Torres explained that, as rock is exposed to water and other substances in the environment, chemical reactions unfold that leave behind specific “signatures.” Rivers are natural carriers of such signatures, making a watershed region a dynamic “natural laboratory” for studying soil formation.

“If we measure the chemical composition of a river, we can identify all of the chemical reactions that occurred in its watershed including those involved in soil formation,” Torres said.

Prior research supports the view that clay plays a role in storing carbon derived from organic sources, so the researchers plan to analyze samples collected from different areas of the landscape and hydrosphere of the East River watershed in Colorado in search of signature traces of clay mineral formation.

“We want to know when and how clay minerals form because they’re these big, platy, flat minerals with a high surface area that basically shield the organic carbon in the soil,” Ramos said. “We think they protect that organic carbon from breakdown and allow it to grow in abundance.”

Despite the association between clay mineral formation and organic carbon storage in soil, quantifying these processes has remained a challenge. Ramos said the researchers, using water lithium content as a proxy for clay formation, will model the stabilization of organic carbon over time, providing a framework for interpreting these processes in other watersheds.
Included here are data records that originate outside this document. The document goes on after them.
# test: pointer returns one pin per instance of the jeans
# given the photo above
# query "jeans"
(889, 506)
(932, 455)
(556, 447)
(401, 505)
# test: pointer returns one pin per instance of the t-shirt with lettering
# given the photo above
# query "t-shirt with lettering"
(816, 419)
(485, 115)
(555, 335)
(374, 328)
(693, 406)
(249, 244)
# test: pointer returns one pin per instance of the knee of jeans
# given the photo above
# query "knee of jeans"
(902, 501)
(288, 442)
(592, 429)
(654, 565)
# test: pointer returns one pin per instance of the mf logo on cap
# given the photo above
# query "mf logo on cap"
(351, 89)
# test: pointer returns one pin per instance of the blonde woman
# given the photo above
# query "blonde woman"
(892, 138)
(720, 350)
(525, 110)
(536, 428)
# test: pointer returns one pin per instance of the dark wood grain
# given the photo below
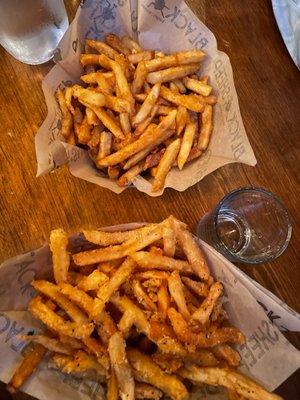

The resulting model could also improve predictions of carbon dioxide changes in the atmosphere by providing a more accurate basis for gauging how carbon derived from organic sources is cycled at the level of Earth’s crust.

“Soils store a ton of carbon,” Torres said. “And if that carbon was somehow to be lost from soils and added to the atmosphere, that would make climate change worse. We’re trying to understand what keeps carbon in soils, so we can get better at factoring in their role in climate models and render predictions of carbon dioxide changes in the atmosphere more detailed and accurate.”

In the long run, understanding how soils store carbon could help develop practices and incentives for a carbon market economy.

“Maybe there’s a way to harness Earth’s natural mechanisms of sequestering carbon to combat climate change,” Torres said. “But, to do that, we first have to understand how soils actually work.”

Other co-investigators on the grant are Matthew Winnick, an assistant professor in the Earth, Geographic, and Climate Sciences Department at University of Massachusetts Amherst; Daniel Ibarra, the Manning Assistant Professor of Earth, Environmental, and Planetary Sciences, and Environment and Society at Brown University; and Kenneth Williams, a senior scientist at the Lawrence Berkeley National Laboratory in Berkeley, California.